A: Warum auch nicht? Ich bin - obwohl von Haus aus Jurist - ein ästhetisch fühlender und mit einer latenten Dichterkraft ausgerüsteter Mensch, und Literatur, Theater, Variété bedeuten mir viel. Die Juristerei passt eigentlich gar nicht zu mir, weil alles so steif und hölzern ist. Mir widerstrebt alles Praktische. Man kann es eine Schwäche nennen, aber vielleicht ist es auch eine Stärke. Wenn ich Artisten zuschaue, etwa eine schöne Luftkünstlerin durch die Luft fliegen sehe, bin ich wie benommen und eigentlich beinahe glücklich. Ich hätte doch wohl so was werden müssen, ausübender Künstler oder Luftschiffer oder irgendwas recht Phantastisches, vielleicht gar Tierbändiger. Glauben Sie mir, noch kurz vor meinem juristischen Examen war ich drauf und dran, den ganzen Kram an den Nagel zu hängen und zum Theater zu gehen.
B: Und warum haben Sie's nicht getan?
A: Meine Frau, damals noch meine Verlobte, hat mich ins Gebet genommen. Und sie hatte ja recht. Gott, Tierbändiger! Was für eine Idee! Dabei hatte sie mich eigentlich die ganze Zeit in Händen und machte mit mir, was sie lustig war. Sie übernahm die Einpaukerei. In den Wochen vor dem Examen hat sie mich täglich trainiert und dabei so was wie Zuckerbrot beständig in Reserve gehabt. Abends, nach dem Repetitorium, lag ich zugedeckt mit meiner alten Reisedecke auf ihrer Chaiselongue, und sie fragte mich ab. Wenn ich dabei müde wurde, brachte sie zum Beispiel ein Glas Tee oder eine Ingwertüte und sprach von den Molukken, wo Ingwer am besten eingemacht würde, von dort glitt sie zu Tagesfragen über, gab dann noch was Pikantes, das sie eignes für mich sammelte, zum besten und sagte dann plötzlich: «Nun aber, bricht Verkauf Miete oder nicht?»
B: Eine erstaunliche Frau. Sie hätte wohl am liebsten selber Jura studiert. Kamen Sie als Mann dabei nicht in eine etwas missliche Lage?
A: Die Situation hatte etwas Unheldisches, nicht wahr? Aber das Ganze war schliesslich gut gemeint und half mir voran, und ausserdem behagte ihre pädagogische Finesse meinem ästhetischen Sinn.
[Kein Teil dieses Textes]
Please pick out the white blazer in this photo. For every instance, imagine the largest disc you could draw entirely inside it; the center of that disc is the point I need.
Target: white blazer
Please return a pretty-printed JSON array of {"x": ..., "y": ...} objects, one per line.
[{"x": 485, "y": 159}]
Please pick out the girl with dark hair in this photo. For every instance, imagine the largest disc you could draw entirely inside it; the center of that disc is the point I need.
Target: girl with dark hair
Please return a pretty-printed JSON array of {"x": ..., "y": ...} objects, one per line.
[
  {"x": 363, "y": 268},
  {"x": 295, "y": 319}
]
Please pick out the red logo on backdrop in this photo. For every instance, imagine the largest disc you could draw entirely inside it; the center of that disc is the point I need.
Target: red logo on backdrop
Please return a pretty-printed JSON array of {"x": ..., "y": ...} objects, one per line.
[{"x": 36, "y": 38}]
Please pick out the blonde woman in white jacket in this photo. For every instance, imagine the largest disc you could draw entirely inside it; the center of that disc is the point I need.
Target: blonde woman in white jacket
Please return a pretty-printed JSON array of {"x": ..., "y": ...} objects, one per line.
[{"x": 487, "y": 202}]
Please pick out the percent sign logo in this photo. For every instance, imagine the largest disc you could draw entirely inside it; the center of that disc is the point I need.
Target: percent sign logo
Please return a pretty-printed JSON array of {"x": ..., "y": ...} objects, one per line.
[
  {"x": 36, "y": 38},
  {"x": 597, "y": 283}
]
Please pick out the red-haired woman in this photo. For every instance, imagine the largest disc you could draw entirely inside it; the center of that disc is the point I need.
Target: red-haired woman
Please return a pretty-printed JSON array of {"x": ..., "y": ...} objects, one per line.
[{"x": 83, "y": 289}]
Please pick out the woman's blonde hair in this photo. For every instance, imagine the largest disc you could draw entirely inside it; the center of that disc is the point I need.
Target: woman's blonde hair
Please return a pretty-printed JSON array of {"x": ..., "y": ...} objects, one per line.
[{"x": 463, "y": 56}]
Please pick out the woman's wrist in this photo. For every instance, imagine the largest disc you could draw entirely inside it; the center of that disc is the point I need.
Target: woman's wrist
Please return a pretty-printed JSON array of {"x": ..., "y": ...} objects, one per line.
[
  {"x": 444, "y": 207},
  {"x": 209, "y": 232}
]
B: Den ästhetischen Sinn haben wir wohl miteinander gemeinsam und auch das Erlebnis einer unheldischen Situation. - In jungen Jahren wirkte ich auf meine Frau wie der umgehende Ahnherr eines Stammschlosses, und gerade das Romantische schien ihr zuerst das Liebste an mir zu sein. Aber schliesslich war sie es, die «keine Romane mehr!» rief und mich vor dem Tod im eisigen Ostwind rettete. Fortan wollte sie Tätigkeit und Klugheit bei mir sehen, Fähigkeiten, die sich bei mir dann tatsächlich entwickelt haben.
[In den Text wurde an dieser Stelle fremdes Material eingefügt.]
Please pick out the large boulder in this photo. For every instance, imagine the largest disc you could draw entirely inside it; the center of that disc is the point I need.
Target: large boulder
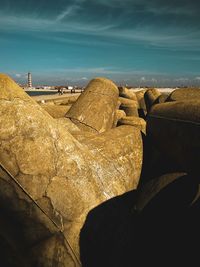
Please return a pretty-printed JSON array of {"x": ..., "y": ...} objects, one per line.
[
  {"x": 51, "y": 179},
  {"x": 95, "y": 108},
  {"x": 174, "y": 128}
]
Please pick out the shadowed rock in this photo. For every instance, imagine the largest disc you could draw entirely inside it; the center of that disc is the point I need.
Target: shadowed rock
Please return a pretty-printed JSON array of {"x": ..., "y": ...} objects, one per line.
[
  {"x": 174, "y": 128},
  {"x": 136, "y": 228},
  {"x": 61, "y": 176}
]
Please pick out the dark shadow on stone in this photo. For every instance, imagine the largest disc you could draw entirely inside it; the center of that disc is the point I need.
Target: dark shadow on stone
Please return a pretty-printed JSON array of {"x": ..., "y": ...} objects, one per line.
[
  {"x": 155, "y": 163},
  {"x": 164, "y": 232}
]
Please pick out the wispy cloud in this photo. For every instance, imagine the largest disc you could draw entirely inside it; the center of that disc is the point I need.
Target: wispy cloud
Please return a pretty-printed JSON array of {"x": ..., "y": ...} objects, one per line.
[{"x": 70, "y": 10}]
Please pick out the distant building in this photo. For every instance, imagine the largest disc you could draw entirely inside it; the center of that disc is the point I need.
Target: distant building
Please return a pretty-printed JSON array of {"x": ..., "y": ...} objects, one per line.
[{"x": 29, "y": 80}]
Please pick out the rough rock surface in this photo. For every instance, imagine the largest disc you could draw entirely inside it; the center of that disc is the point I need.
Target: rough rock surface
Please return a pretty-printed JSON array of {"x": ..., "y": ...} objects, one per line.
[
  {"x": 126, "y": 93},
  {"x": 62, "y": 177},
  {"x": 151, "y": 98},
  {"x": 134, "y": 121},
  {"x": 56, "y": 111},
  {"x": 174, "y": 128},
  {"x": 95, "y": 108}
]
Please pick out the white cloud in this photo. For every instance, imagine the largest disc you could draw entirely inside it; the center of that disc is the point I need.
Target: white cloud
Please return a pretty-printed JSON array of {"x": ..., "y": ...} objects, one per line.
[{"x": 70, "y": 10}]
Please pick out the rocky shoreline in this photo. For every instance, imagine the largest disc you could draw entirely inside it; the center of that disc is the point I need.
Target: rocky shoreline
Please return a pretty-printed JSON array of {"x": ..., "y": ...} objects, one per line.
[{"x": 82, "y": 176}]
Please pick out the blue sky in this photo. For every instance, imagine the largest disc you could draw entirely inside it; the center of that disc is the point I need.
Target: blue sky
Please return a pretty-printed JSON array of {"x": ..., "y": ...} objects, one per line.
[{"x": 138, "y": 42}]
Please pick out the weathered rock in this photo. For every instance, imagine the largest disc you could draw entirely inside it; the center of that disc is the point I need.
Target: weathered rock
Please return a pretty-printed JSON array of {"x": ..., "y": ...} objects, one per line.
[
  {"x": 151, "y": 97},
  {"x": 129, "y": 106},
  {"x": 184, "y": 94},
  {"x": 56, "y": 111},
  {"x": 163, "y": 98},
  {"x": 95, "y": 108},
  {"x": 137, "y": 122},
  {"x": 126, "y": 93},
  {"x": 62, "y": 177},
  {"x": 142, "y": 106},
  {"x": 118, "y": 115},
  {"x": 174, "y": 128}
]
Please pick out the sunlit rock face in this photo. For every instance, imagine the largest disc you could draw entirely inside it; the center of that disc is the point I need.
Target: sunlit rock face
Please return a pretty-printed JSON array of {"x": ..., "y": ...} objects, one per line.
[
  {"x": 95, "y": 108},
  {"x": 60, "y": 172}
]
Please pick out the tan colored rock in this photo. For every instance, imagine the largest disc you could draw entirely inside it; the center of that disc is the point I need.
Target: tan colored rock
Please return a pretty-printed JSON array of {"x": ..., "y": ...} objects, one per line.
[
  {"x": 141, "y": 102},
  {"x": 95, "y": 108},
  {"x": 130, "y": 107},
  {"x": 126, "y": 93},
  {"x": 184, "y": 94},
  {"x": 118, "y": 115},
  {"x": 137, "y": 122},
  {"x": 151, "y": 98},
  {"x": 56, "y": 111},
  {"x": 58, "y": 180}
]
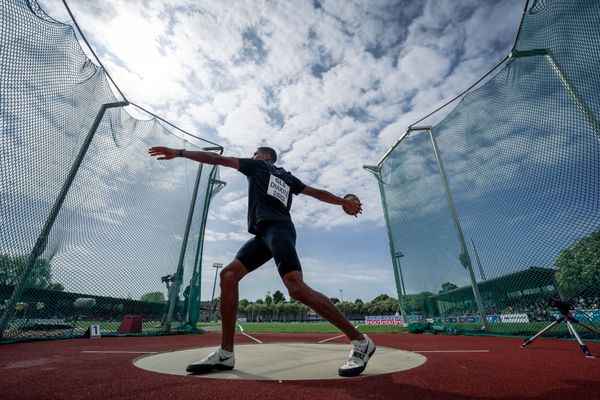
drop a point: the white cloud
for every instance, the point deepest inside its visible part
(379, 66)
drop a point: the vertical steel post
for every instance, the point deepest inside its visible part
(195, 286)
(395, 262)
(42, 239)
(179, 274)
(464, 256)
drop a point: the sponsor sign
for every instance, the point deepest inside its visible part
(383, 320)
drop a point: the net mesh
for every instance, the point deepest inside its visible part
(118, 236)
(513, 191)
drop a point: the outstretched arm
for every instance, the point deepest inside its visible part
(206, 157)
(354, 206)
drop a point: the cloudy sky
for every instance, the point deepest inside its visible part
(330, 84)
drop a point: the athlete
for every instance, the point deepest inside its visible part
(270, 191)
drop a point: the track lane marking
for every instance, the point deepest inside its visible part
(245, 334)
(118, 352)
(450, 351)
(336, 337)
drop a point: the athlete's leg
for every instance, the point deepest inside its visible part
(320, 303)
(230, 276)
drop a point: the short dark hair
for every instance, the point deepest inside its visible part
(270, 152)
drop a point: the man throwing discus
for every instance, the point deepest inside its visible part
(270, 190)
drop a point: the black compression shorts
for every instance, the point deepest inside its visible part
(277, 240)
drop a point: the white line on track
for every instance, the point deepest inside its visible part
(118, 352)
(336, 337)
(245, 334)
(327, 340)
(450, 351)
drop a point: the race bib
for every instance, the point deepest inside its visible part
(278, 189)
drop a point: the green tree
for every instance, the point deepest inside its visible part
(448, 286)
(381, 297)
(278, 297)
(153, 297)
(12, 267)
(244, 303)
(578, 268)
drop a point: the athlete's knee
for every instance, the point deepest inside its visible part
(297, 289)
(231, 274)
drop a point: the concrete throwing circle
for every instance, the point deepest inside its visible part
(282, 361)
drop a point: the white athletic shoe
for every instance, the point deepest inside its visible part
(219, 360)
(361, 351)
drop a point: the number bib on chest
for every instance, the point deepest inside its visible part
(278, 189)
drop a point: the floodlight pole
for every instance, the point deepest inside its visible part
(42, 240)
(214, 186)
(176, 287)
(376, 170)
(464, 255)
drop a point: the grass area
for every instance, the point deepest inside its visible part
(496, 329)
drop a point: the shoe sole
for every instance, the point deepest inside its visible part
(355, 371)
(206, 368)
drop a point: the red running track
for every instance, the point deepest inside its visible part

A: Demnach ist es Ihnen gelungen, bei der bekannten Glücksjagd ganz vorne mitzutun?
B: Ihnen denn nicht?
A: Ich bin da nicht so sicher. Zurzeit bin ich Bürgermeister in der Provinzstadt W., auch das verdanke ich meiner Frau. Nach meinem Examen ging sie nämlich regelmässig in die Lesehalle für Frauen und durchforschte die Zeitungen nach Stelleninseraten. Auf ihre Anregung hin bewarb ich mich hier, und jetzt ist sie voller Ideen zur Entwicklung dieser Gegend. Neulich hat sie heimlich in der Lokalzeitung einen Artikel geschrieben, der sich auf meine Karriere sehr günstig auswirkte. Ich muss ihr dankbar sein, denn sie hat das bisschen, was ich bin, durch ihre Kraft und Umsicht aus mir gemacht. Aber Ihnen gestehe ich's: mitunter ist mir so viel weibliche Initiative sehr fatal.
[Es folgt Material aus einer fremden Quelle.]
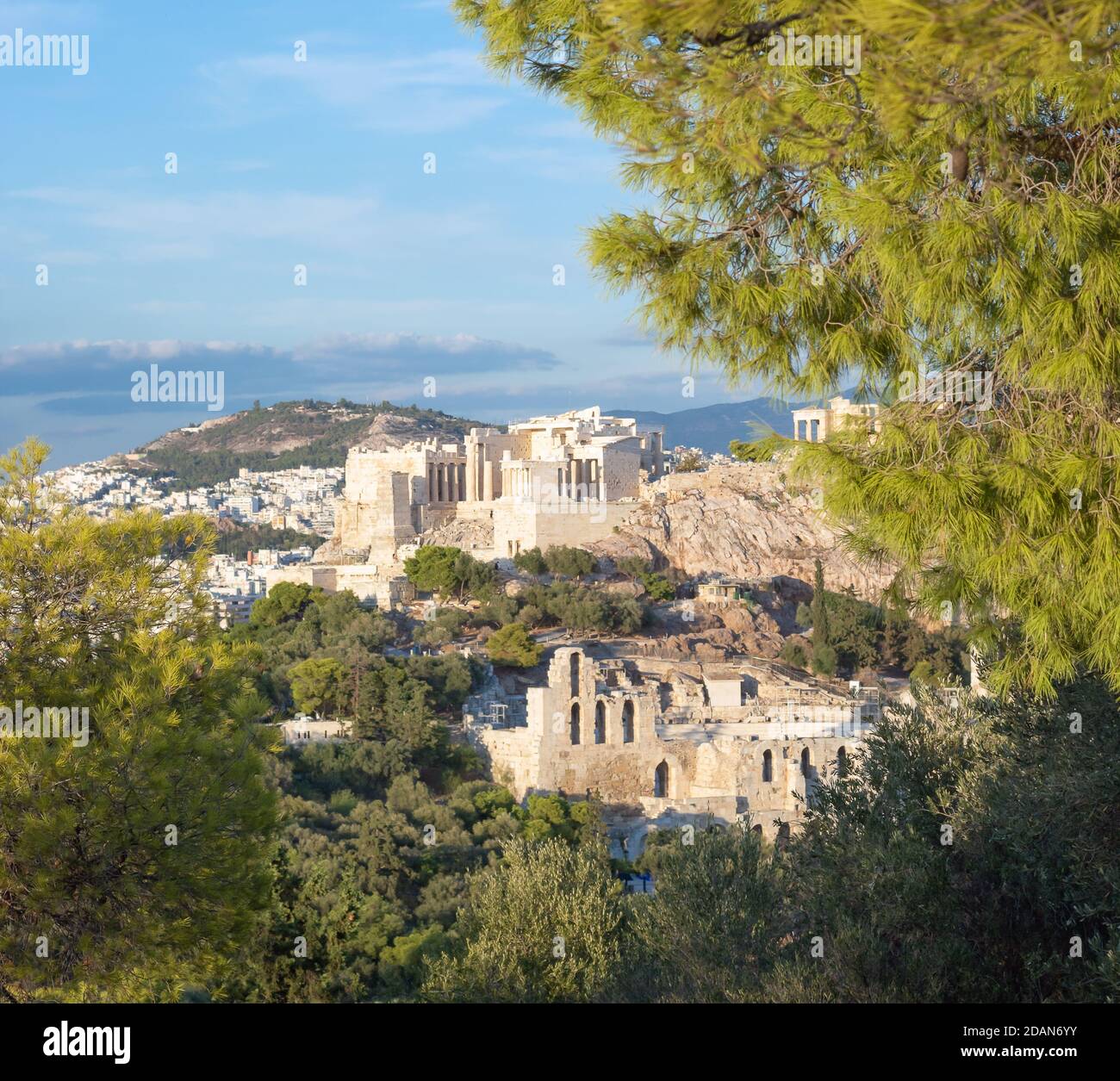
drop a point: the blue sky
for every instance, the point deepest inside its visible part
(320, 164)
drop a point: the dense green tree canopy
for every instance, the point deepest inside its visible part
(948, 204)
(129, 860)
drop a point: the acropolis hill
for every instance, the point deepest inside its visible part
(702, 733)
(579, 478)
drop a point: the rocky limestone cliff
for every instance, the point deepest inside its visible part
(743, 521)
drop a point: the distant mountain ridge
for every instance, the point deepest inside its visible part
(286, 436)
(712, 428)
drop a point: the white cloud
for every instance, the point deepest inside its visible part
(437, 90)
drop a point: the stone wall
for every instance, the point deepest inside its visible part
(594, 728)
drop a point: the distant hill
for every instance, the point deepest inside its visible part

Die beiden Herren trennen sich. B wird binnen kurzem sein Vermögen verdoppelt haben. A wird in einigen Monaten bei einer pflichtschuldig absolvierten Schlittenfahrt mit der Frau seines Vorgesetzten sich im kalten, von den Karpaten her wehenden Südostwind den Tod holen.
Auflösung Rätsel Folio Nr. 8: A ist Hugo Grossmann aus Theodor Fontanes nachgelassenem Roman «Mathilde Möhring» (1896); B ist Wenzel Strapinski aus Gottfried Kellers Novelle «Kleider machen Leute» (1881).